The hippocampus itself is often the main epileptogenic region in many patients with temporal lobe epilepsy, especially in patients with mesial temporal sclerosis. Hippocampal resection is able to make 70 to 80% of the patients seizure-free after surgery. ⁴ On the other hand, the hippocampus also represents a major relay for seizure spread and organization in patients with temporal neocortical seizures and in some patients with posterior quadrant foci. Inactivation or modulation of hippocampal activity might lead to seizure blockage or frequency reduction in these patients.
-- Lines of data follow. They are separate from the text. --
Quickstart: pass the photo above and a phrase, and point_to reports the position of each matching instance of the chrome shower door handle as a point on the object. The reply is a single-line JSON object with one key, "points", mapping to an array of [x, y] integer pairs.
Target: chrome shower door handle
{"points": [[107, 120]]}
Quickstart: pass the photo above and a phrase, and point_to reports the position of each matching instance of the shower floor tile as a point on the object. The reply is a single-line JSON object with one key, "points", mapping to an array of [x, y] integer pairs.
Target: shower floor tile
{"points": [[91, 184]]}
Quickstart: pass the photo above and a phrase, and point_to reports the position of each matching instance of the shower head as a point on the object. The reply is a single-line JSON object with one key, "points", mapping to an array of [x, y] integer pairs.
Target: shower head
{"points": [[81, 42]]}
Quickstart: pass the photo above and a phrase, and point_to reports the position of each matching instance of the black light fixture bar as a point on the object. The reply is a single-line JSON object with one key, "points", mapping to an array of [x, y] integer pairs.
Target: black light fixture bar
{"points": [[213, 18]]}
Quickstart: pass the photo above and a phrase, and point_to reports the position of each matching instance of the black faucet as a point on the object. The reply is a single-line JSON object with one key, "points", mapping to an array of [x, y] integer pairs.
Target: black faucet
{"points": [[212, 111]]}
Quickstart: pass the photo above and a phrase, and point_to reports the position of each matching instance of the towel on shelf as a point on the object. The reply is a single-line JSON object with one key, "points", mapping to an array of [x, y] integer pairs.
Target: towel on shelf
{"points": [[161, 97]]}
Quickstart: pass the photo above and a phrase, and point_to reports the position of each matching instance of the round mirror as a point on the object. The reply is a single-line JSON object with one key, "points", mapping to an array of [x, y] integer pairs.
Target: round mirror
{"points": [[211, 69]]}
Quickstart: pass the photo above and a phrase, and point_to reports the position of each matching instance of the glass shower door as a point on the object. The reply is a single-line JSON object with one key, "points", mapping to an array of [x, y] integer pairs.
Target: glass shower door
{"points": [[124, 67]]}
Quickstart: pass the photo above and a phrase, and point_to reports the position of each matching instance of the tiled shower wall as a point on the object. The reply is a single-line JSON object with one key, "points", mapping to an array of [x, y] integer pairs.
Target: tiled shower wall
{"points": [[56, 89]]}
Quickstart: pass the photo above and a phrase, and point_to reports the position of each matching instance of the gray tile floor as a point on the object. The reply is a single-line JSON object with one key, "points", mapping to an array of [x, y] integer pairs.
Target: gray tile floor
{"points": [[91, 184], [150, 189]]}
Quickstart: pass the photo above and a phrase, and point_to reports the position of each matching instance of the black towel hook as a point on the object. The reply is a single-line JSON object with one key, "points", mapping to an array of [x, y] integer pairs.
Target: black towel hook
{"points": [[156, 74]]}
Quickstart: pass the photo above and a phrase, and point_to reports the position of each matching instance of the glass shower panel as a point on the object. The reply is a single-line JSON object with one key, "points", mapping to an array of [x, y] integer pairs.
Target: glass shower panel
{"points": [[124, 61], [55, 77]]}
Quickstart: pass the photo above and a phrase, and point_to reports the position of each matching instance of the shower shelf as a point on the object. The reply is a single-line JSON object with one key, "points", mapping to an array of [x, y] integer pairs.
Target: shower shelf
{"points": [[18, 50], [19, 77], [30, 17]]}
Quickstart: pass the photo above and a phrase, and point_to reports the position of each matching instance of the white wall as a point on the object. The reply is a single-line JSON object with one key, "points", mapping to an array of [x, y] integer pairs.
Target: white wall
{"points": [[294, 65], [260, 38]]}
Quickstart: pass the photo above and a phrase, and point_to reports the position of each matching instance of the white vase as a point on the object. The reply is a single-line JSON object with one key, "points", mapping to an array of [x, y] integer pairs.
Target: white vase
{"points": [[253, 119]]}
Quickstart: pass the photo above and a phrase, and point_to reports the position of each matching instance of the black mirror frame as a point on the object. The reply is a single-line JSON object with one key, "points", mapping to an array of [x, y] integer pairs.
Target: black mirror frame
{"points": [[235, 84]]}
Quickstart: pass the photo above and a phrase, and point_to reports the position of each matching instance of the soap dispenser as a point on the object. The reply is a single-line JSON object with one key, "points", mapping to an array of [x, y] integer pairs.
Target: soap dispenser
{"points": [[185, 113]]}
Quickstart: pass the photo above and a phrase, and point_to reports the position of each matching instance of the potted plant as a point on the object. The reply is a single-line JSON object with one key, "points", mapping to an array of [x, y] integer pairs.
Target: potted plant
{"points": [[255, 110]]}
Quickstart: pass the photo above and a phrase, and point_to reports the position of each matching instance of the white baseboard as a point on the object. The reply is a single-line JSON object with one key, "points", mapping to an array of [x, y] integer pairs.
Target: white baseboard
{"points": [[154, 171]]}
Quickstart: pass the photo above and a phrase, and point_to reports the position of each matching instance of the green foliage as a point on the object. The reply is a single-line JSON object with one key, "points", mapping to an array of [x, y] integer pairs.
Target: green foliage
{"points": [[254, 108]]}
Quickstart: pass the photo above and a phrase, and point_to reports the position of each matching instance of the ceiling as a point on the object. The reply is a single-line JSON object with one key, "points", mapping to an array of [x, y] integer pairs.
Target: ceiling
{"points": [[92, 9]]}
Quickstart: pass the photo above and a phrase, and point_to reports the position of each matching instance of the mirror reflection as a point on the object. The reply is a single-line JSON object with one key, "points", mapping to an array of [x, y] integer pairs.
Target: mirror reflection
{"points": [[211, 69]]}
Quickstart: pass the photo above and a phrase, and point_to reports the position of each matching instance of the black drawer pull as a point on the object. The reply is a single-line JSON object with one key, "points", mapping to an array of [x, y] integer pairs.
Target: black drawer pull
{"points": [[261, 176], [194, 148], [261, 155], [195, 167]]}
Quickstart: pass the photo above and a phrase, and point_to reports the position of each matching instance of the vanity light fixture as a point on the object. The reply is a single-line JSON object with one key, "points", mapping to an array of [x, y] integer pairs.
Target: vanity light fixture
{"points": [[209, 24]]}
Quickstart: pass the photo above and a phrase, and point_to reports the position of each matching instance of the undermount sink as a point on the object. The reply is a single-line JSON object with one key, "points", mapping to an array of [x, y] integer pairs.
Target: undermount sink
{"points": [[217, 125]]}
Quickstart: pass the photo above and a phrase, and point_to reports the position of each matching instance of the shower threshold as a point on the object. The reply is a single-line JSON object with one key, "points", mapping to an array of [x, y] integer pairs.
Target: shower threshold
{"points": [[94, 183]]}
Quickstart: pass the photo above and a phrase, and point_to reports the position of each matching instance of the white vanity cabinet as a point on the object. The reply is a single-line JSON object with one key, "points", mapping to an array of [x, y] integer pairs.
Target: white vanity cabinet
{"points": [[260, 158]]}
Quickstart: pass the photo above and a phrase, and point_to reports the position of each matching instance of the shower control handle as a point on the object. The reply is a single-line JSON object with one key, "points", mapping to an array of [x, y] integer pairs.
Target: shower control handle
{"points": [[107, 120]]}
DBS has proven to be effective in a variety of neurological conditions, especially in movement disorders. ⁵ In Parkinson’s disease, for instance, it appears to block the activity of the subthalamic nucleus (STN) or globus pallidus internus, and is able to effectively reduce/block tremor and rigidity in these patients. It became clear that the effect of DBS is not a complete shutdown of the stimulated area (i.e., STN-DBS does not cause hemiballismus); on the other hand, it is clear that DBS can effectively modify the ongoing regional activity.

The hippocampus is part of the Papez circuit and is hard-wired to some of its structures such as the parahippocampus and fornix. Anterior nucleus DBS aimed to treat temporal lobe epilepsy by indirectly reaching the hippocampus and temporal lobe through the Papez circuit; both responsive and direct hippocampal stimulation aimed to do that by acting more directly in the target structure. Hippocampal stimulation (Hip-DBS) is very likely able to modulate the whole limbic system, though regional effects might be more profound. It is not clear yet if unilateral hippocampal stimulation could affect the Papez circuit bilaterally, as could be seen in rats; the hippocampal commissure is basically nonexistent in man, in contrast to rats, in which it is very conspicuous. Close-loop stimulation might prove effective when adequate biomarkers for seizure generation and spread might be defined.

26.3 Development Timeline

Hip-DBS was initially reported in the early 21st century almost simultaneously by the Mexican ⁶ , ⁷ and Belgian teams. ⁸ , ⁹ A small series was also reported from Switzerland, ¹⁰ and a randomized controlled trial was more recently reported from Brazil. ¹¹ These series used open-loop Hip-DBS. The Neuropace study explored closed-loop Hip-DBS.